Some sufferers have also found that the show has made people more fearful of being around them.

Tics aren't contagious

Tourette syndrome is a neurological condition. It is known to be genetic, and often presents around the age of 6. 

Tics aren’t the result of an airborne disease, or transmitted through touch. 

There are reasons however as to why some people may have been led to believe it can be ‘caught’.

Tics can get worse when looking at other people with tics, or reading about them

For those already showing symptoms, tics can be made worse in certain situations.

Stress can make tics worse. With that, seeing someone else suffering with tics can increase the severity and frequency of our own.

Tics are often co-occurring with other conditions such as OCD. 

Tics can be a result of- or be influenced by- obsessional behaviour. Many people find their tics involve things they would least like to do or say, and it is no surprise that tics manifest from other people’s tics.

Social media may help people realise they have a tic disorder

Sadly, many children are still unaware of what causes their behaviour. Often through parents disciplining them, or assuming tics are examples of bad behaviour.

Social media may be the answer they have needed, seeing other people describe their experience and condition. 

It is not always a case of social media creating new tics for people with tic disorders, but also helping people realise they may indeed have a tic disorder.

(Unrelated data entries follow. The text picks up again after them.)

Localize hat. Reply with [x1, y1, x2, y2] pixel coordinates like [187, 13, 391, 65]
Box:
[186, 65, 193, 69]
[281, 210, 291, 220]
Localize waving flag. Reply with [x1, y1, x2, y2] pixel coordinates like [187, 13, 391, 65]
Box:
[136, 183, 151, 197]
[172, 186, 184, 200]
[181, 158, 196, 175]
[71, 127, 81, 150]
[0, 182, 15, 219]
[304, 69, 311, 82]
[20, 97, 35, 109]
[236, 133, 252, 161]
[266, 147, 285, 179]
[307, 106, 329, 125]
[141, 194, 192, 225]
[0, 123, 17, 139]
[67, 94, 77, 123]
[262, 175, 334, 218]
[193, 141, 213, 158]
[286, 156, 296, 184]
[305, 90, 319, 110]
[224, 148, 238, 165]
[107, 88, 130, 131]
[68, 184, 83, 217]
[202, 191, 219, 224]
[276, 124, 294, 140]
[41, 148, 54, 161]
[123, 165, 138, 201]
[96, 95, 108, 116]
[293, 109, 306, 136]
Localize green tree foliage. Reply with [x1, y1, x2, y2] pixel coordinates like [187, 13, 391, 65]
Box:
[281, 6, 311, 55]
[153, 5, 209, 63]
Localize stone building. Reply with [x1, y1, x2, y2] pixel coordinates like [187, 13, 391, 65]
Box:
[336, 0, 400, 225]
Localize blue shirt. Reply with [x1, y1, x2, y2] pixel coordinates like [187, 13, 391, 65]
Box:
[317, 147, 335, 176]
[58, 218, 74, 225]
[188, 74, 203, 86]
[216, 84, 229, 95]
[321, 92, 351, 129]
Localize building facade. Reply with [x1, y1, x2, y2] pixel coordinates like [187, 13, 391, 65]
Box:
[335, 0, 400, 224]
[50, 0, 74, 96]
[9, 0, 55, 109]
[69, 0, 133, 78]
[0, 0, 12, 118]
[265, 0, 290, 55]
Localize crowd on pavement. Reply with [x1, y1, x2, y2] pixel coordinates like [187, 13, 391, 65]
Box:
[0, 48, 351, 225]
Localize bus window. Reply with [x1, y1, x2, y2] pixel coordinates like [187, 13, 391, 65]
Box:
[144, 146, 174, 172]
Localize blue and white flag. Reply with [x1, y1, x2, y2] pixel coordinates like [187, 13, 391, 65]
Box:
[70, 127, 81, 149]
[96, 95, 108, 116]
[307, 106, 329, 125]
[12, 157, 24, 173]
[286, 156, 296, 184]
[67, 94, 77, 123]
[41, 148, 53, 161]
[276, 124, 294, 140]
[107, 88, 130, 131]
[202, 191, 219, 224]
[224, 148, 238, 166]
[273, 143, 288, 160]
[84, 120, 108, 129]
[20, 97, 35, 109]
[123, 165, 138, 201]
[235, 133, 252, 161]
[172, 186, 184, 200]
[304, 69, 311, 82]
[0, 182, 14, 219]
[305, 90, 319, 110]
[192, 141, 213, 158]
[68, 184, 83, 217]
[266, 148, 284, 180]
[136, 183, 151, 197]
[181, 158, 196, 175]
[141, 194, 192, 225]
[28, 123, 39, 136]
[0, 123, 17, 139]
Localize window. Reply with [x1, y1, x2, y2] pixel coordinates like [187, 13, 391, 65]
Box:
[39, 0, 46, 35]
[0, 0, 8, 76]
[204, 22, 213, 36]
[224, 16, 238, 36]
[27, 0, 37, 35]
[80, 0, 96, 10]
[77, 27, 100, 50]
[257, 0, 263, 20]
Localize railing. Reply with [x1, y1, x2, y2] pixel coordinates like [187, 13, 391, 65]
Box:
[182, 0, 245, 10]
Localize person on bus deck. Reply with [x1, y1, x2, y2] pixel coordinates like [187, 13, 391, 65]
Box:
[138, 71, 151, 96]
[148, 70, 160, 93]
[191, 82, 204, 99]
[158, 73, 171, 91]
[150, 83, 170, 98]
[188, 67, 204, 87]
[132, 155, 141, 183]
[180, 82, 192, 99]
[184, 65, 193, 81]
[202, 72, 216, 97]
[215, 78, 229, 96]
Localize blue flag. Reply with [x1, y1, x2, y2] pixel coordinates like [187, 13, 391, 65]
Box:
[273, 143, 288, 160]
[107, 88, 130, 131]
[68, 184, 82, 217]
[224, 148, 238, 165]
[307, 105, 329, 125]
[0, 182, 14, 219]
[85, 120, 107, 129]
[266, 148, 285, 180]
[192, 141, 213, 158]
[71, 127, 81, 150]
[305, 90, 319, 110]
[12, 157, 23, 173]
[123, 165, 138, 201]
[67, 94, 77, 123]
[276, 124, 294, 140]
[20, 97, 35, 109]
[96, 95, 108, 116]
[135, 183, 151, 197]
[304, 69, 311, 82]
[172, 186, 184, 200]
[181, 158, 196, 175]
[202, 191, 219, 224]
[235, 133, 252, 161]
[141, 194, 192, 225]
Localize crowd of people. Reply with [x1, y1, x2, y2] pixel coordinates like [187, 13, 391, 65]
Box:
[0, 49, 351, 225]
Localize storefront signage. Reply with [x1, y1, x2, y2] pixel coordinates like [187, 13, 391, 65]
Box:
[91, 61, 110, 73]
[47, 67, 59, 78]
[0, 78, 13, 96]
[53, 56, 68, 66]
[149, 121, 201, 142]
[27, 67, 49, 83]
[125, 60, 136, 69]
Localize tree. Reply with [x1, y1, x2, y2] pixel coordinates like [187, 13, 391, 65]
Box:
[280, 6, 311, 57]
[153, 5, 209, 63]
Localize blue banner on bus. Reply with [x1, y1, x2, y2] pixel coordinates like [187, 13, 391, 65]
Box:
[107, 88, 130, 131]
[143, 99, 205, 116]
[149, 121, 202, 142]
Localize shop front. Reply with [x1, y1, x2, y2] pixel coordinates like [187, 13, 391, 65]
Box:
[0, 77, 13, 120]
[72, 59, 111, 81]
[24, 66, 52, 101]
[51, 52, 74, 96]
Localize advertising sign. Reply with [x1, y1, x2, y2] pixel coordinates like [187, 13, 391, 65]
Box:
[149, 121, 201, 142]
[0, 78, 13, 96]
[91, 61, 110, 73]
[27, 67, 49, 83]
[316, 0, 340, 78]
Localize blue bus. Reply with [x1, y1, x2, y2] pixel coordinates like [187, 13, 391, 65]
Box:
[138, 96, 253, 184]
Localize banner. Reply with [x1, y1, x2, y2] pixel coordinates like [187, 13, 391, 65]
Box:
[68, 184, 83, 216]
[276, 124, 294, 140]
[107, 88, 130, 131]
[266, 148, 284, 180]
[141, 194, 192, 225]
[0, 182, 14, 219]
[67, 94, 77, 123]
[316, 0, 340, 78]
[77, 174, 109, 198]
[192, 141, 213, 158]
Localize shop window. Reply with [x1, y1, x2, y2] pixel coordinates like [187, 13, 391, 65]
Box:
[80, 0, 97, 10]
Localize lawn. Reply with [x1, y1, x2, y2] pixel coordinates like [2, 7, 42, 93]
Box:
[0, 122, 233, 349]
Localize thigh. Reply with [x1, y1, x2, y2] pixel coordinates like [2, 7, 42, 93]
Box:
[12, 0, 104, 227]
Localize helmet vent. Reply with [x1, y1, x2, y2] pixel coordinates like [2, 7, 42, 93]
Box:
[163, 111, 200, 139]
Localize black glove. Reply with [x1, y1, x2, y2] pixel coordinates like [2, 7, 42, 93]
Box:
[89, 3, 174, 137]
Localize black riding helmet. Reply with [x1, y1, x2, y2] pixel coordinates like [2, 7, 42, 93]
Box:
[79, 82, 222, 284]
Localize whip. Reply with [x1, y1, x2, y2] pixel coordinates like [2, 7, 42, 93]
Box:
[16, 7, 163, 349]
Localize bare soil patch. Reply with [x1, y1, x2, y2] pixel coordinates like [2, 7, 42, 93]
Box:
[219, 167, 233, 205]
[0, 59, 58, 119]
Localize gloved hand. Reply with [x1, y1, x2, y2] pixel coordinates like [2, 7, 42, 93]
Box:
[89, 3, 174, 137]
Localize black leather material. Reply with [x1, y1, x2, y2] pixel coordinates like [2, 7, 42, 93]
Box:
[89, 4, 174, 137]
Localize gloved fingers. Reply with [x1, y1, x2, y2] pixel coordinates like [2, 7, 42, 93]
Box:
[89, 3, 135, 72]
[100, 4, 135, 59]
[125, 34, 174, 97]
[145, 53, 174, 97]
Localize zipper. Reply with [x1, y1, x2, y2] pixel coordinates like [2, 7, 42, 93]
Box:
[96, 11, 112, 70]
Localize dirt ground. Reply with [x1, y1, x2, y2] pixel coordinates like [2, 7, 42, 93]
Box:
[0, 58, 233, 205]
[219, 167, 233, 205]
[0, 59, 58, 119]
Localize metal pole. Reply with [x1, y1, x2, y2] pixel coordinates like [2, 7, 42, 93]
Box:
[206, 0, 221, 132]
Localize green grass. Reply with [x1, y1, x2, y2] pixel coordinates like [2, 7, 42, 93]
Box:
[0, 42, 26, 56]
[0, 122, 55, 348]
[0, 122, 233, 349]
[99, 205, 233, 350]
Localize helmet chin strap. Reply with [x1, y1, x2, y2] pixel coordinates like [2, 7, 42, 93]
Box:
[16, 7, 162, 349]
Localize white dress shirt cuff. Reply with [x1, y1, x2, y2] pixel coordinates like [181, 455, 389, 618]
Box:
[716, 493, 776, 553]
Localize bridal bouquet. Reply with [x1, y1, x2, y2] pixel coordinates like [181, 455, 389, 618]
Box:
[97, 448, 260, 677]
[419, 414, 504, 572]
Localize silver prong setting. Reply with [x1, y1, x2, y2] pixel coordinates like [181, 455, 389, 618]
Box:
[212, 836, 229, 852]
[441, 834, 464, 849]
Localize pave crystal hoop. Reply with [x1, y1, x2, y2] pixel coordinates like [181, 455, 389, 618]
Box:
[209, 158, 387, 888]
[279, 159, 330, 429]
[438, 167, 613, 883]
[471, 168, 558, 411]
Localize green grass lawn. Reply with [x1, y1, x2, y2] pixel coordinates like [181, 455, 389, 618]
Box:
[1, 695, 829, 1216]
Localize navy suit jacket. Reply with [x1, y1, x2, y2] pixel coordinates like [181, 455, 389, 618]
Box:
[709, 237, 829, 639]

Social media has given many sufferers a voice

It may seem like there is an increase in people with tic disorders. In reality, social media has given more people a voice.

For decades, people have suffered with tics in their own communities. Now these people have a worldwide audience.

The number of people with tic disorders may be growing, but this could simply be down to more awareness of them, and easier access to social media. 

Tic disorders being contagious is not the case here.